Let's consider an $\mathsf{NP}$-complete like $SAT$: given a formula $\varphi$, is there a turht assignment $\tau$ such that $\tau \vDash \varphi$?
By assumption $\mathsf{NP} \subseteq \mathsf{P/\log}$ we know that $SAT \in \mathsf{P/\log}$. We will show that $SAT \in \mathsf{P}$ which will imply $\mathsf{NP} \subseteq \mathsf{P}$.
Notations
Let us denote a partial truth assignment as a function from the set of variables to $\mathbb{B}_\bot = \{1,0,\bot\}$ where $\bot$ means the corresponding variable is not determined. We will denote the empty assignment where all variables are left undetermined as $[]$ and the assignment that sets only the value of the variable $x$ to $b$ as $[x\mapsto b]$.
Let $FV(\varphi)$ denote the set of free variables in $\varphi$.
Let us also denote the formula resulting from pluging in the values from a partial truth assignment $\sigma$ into a formula $\varphi$ as $\varphi\sigma$.
Witness Search Problem: $SATSearch$
Consider the witness search problem $SATSearch$: given a formula $\varphi$, find a truth assignment $\tau$ s.t. $\tau \vDash \varphi$ if there is one, otherwise return $None$.
It is easy to see that if the witness search problem can be solved in deterministic polynomial-time then $SAT$ is in $\mathsf{P}$: we just run $SATSearch$ on $\varphi$ and $\sigma = \emptyset$ and we accept iff the answer is not $None$.

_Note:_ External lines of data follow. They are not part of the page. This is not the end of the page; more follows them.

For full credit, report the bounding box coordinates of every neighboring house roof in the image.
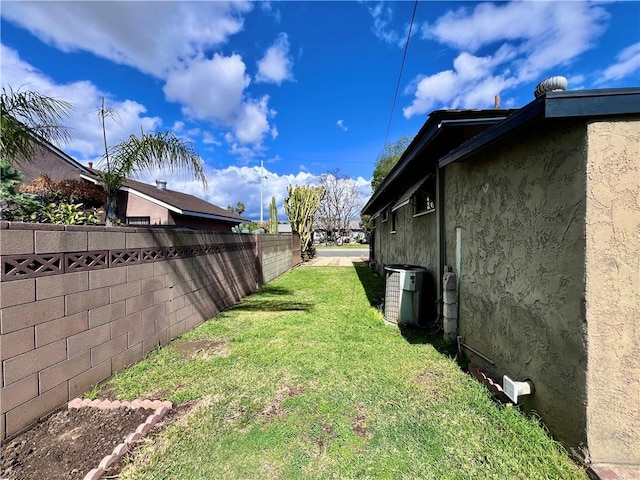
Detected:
[82,173,248,224]
[362,87,640,216]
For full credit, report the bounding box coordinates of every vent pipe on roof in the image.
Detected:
[494,94,501,109]
[156,179,167,190]
[88,162,93,169]
[534,76,568,98]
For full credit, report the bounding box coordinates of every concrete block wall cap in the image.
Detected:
[83,467,105,480]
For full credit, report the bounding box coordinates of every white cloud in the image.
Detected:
[368,2,400,45]
[136,164,318,221]
[1,44,161,160]
[406,1,609,116]
[0,2,252,78]
[336,120,348,132]
[234,96,273,144]
[596,42,640,84]
[256,33,294,85]
[164,54,250,123]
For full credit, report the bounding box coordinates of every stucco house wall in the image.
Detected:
[119,191,171,225]
[584,119,640,464]
[444,119,588,450]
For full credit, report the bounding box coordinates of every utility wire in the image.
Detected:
[382,0,419,154]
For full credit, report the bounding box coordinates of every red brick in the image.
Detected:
[126,292,154,316]
[39,352,91,393]
[127,263,154,282]
[111,312,141,338]
[65,286,109,316]
[0,278,35,308]
[36,272,88,300]
[91,334,127,366]
[128,322,155,348]
[68,360,111,399]
[67,324,110,357]
[88,300,126,328]
[110,281,141,303]
[0,374,38,413]
[88,267,127,289]
[34,230,87,253]
[112,344,143,372]
[3,339,66,385]
[35,312,88,347]
[0,327,34,361]
[0,296,65,334]
[5,382,67,438]
[141,304,165,325]
[142,276,165,294]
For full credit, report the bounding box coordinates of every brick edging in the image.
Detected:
[66,398,173,480]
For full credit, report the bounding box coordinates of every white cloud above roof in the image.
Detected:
[596,42,640,85]
[405,1,609,117]
[256,33,294,85]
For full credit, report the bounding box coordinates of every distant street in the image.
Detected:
[316,247,369,258]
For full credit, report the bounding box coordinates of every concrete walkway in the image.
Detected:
[302,256,369,267]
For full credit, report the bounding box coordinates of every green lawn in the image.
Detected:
[105,265,586,480]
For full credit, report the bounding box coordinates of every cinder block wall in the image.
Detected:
[260,234,295,284]
[0,223,291,442]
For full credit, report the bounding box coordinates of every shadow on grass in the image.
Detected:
[256,284,296,296]
[353,263,468,370]
[231,300,313,313]
[353,262,385,307]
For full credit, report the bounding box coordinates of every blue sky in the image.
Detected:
[1,1,639,220]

Also note that if $SAT \in \mathsf{P/\log}$, then so is $SATSearch$: consider the following polynomial time algorithm for $SATSearch$ that uses $SAT$ as a black box:
$\tau = []$
if not $SAT(\varphi\tau)$ return $None$
for $x \in FV(\varphi)$
- if $SAT(\varphi(\tau \cup [x \mapsto 0]))$ then $\tau = \tau \cup [x \mapsto 0]$
- else $\tau = \tau \cup [x \mapsto 1]$
return $\tau$
More generally the claim holds for any class which is closed under Cook reductions.
By our assumption $SATSearch\in \mathsf{P/\log}$. Let $M$ be an TM with polynomial running time and advice of length $l(n)=O(\log n)$ where $n$ is the size of the input formula $\varphi$. We show that $SATSearch$ can be solved in deterministic polynomial time.

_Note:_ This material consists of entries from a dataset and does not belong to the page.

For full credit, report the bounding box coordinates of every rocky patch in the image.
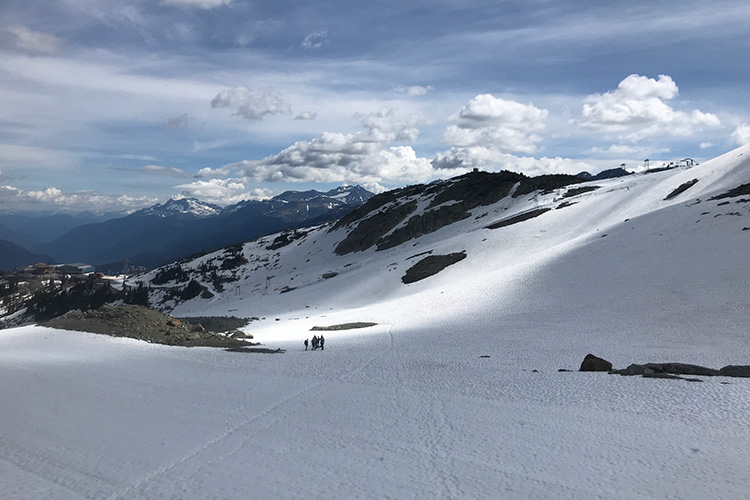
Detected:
[664,178,699,200]
[42,304,255,348]
[486,208,551,229]
[402,252,467,284]
[310,322,378,331]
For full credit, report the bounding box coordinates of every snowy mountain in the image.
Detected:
[132,197,222,218]
[37,186,374,270]
[2,146,750,499]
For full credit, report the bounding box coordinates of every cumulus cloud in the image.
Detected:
[395,85,434,96]
[138,165,190,178]
[301,31,329,49]
[0,185,156,213]
[579,74,721,142]
[174,178,271,205]
[231,132,433,185]
[160,0,233,9]
[441,94,548,154]
[211,87,292,121]
[195,165,234,178]
[731,124,750,145]
[432,147,595,177]
[356,107,428,144]
[294,111,318,121]
[2,25,63,54]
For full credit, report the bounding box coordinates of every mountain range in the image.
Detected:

for all c of length $l(|\varphi|)$
- $\tau = M(\varphi,c)$
- if $\tau \vDash \varphi$ then return $\tau$
return $None$
If $\varphi$ is satisfiable, then at least for the right advice $M$ will return a witness and we can verify it. If the formula is not satisfiable, no $\tau$ can satisfy $\varphi$ so we will return $None$.
The running-time of the algorithm is polynomial and it uses no advice. So $SATSearch$ can be solved in deterministic polynomial time with no advice.
Therefore we can conclude that $\mathsf{NP}=\mathsf{P}$ if $\mathsf{NP}\subseteq \mathsf{P/\log}$.